The Point at Carlisle Plaza (formerly Carlisle Plaza and Carlisle Plaza Mall) is a shopping mall located in Carlisle, Pennsylvania. It is anchored by Dunham's Sports and Lowe's.

==History ==
Carlisle Plaza was built as an open-air shopping plaza in 1964, with backing from David Javitch, founder of Giant Food Stores, and his son, Lee, who would soon become president and CEO of Giant. Under the ownership of Crown American Realty Trust (then called Crown Construction Company), plans were announced in 1968 for an expansion of the plaza into an enclosed mall. The enlarged and enclosed mall opened in 1976. Crown American sold the mall to Michael Joseph Development Corporation under the name Carlisle Realty Partners for $5.8 million in November 2002. In August 2003 the mall was renamed from Carlisle Plaza Mall to The Point at Carlisle Plaza. It was reconfigured in the early 2000s with 200,000 sq ft. being removed including two anchor buildings formerly occupied by Albion Point Antiques & Collectibles/Kmart and J. C. Penney. A mural about the history of Carlisle located in the mall had to be relocated before the construction. Lowe's would open on the former space in February 2004, and also owns its store. The malls renovations would cost $4 million.

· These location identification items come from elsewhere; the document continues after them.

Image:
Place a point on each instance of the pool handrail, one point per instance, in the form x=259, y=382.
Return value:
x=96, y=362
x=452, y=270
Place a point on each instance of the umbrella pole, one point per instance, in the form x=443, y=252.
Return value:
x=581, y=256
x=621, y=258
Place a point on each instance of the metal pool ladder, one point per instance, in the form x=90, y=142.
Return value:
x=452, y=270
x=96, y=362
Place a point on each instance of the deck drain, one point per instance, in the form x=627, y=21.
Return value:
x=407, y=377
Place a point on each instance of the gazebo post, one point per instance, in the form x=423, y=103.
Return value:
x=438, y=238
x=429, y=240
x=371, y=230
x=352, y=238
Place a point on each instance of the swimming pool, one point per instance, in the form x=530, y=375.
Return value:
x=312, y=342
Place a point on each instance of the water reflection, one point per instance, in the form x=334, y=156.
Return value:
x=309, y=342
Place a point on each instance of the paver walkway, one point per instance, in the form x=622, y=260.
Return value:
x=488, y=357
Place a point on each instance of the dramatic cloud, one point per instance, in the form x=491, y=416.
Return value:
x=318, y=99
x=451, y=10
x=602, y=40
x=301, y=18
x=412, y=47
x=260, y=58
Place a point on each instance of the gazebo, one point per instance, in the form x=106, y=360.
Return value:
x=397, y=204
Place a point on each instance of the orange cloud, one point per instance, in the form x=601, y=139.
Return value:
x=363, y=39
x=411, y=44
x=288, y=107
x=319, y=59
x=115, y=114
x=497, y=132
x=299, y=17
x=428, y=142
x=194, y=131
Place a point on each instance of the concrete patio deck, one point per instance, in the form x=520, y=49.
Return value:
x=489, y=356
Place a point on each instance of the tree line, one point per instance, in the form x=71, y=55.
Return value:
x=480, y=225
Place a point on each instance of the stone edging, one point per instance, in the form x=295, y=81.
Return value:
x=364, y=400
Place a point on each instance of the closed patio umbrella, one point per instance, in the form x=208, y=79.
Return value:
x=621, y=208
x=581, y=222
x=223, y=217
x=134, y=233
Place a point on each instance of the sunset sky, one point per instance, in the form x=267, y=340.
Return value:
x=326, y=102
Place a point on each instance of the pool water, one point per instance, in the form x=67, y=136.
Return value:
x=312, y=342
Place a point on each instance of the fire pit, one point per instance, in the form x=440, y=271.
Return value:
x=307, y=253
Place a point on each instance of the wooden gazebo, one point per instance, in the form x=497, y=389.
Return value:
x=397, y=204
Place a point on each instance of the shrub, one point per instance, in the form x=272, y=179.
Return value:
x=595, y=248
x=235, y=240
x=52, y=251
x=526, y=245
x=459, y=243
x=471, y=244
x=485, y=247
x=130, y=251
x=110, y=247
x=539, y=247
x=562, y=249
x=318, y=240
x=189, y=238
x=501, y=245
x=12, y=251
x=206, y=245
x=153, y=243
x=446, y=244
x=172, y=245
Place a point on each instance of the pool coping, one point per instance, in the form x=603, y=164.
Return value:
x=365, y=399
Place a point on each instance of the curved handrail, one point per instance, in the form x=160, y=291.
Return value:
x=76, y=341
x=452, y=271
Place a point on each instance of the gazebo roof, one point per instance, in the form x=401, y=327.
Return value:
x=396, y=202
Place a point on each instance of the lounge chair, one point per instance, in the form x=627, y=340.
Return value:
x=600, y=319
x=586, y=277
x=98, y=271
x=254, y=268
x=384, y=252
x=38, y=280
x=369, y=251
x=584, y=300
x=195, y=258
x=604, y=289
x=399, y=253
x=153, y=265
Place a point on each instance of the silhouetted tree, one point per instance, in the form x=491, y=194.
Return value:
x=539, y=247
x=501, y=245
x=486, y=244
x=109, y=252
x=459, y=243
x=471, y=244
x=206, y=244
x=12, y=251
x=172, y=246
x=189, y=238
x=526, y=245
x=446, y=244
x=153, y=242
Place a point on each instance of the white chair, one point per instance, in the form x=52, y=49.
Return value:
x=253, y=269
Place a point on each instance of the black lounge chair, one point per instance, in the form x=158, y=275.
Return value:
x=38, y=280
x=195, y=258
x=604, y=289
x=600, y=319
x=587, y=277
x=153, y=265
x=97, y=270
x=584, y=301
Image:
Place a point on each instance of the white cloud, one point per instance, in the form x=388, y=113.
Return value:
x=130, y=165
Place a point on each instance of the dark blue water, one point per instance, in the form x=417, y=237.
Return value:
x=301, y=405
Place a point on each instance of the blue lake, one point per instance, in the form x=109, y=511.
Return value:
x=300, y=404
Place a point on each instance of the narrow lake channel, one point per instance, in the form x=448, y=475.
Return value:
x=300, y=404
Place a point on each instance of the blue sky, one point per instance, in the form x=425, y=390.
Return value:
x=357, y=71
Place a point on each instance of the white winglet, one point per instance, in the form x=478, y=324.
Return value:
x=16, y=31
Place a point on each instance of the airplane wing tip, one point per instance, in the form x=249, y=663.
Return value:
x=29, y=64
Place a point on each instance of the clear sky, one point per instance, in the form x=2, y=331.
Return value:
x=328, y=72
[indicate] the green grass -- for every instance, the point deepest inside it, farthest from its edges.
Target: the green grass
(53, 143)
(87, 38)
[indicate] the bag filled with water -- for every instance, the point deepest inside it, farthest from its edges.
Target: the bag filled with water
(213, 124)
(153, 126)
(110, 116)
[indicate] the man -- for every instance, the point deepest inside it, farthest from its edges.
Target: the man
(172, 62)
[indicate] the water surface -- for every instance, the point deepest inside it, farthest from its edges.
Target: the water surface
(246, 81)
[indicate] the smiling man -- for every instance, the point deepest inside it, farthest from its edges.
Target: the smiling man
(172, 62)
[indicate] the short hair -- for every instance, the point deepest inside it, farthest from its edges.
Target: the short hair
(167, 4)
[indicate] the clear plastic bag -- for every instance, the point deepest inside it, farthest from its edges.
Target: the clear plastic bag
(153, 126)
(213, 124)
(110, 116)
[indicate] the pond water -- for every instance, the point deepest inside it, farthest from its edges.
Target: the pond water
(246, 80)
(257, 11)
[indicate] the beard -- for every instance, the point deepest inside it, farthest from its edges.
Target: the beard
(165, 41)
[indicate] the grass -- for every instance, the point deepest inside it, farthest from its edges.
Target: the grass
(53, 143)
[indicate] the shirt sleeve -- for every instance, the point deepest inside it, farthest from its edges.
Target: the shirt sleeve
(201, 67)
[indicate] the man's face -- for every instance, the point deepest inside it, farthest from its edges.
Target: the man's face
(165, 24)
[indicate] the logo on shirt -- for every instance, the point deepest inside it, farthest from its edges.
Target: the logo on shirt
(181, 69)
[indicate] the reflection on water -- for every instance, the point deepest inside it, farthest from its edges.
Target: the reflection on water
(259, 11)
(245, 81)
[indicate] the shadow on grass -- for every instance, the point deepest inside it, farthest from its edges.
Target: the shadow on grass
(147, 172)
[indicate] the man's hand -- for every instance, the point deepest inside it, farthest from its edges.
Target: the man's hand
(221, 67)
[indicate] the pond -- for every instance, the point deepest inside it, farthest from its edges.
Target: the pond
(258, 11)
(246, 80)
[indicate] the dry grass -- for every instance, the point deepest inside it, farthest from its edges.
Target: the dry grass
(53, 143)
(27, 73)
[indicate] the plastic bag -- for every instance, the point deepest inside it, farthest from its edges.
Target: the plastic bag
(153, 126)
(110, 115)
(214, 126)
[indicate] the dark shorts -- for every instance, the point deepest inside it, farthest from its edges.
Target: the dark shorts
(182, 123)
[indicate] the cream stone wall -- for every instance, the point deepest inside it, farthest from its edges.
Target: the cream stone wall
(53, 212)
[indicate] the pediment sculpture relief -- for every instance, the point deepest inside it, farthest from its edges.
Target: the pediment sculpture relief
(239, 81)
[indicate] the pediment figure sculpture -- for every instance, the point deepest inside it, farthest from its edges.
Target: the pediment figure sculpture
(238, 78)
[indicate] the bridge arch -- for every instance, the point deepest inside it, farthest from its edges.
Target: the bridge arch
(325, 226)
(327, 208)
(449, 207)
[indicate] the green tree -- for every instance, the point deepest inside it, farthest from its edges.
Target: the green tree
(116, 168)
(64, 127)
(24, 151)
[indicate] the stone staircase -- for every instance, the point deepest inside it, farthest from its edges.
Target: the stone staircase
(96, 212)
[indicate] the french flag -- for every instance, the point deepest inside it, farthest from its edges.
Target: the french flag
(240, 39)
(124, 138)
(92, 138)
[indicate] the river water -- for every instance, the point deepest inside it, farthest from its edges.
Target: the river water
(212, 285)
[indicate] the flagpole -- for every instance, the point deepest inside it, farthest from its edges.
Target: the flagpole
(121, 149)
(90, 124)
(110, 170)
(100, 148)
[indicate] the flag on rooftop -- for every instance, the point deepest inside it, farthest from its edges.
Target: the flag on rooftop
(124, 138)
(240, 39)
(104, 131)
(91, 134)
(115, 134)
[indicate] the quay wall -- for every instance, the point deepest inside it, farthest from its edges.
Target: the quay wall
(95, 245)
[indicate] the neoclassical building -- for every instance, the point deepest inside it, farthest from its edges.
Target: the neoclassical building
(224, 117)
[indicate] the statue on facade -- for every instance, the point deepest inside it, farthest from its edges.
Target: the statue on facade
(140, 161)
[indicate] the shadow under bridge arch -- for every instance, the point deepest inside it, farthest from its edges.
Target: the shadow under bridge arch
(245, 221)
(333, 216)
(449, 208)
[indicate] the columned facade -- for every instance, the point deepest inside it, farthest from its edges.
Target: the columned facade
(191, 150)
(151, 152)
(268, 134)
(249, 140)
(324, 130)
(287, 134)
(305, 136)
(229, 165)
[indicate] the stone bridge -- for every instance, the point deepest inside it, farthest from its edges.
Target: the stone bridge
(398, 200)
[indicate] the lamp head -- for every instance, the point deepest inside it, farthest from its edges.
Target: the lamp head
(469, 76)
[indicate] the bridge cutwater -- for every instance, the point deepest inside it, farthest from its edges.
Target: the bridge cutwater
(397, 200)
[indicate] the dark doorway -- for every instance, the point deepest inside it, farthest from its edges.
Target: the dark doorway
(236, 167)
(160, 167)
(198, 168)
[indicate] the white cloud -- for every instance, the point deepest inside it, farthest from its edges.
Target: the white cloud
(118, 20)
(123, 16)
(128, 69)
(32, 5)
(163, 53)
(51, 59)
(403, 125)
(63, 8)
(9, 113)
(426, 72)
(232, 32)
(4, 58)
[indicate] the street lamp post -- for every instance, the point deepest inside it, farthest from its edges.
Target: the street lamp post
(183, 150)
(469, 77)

Cedar (Cedar Carlisle LLC) purchased the mall in August 2005 for $11 million. Dunham's Sports opened at the mall in late September 2005. Giant (Point Plaza LLC) purchased the mall for $7.35 million in October 2012. The Bon-Ton announced in late January 2018 its store would be closing. The former Bon-Ton was used in January 2019 for storage of new Giant shopping carts.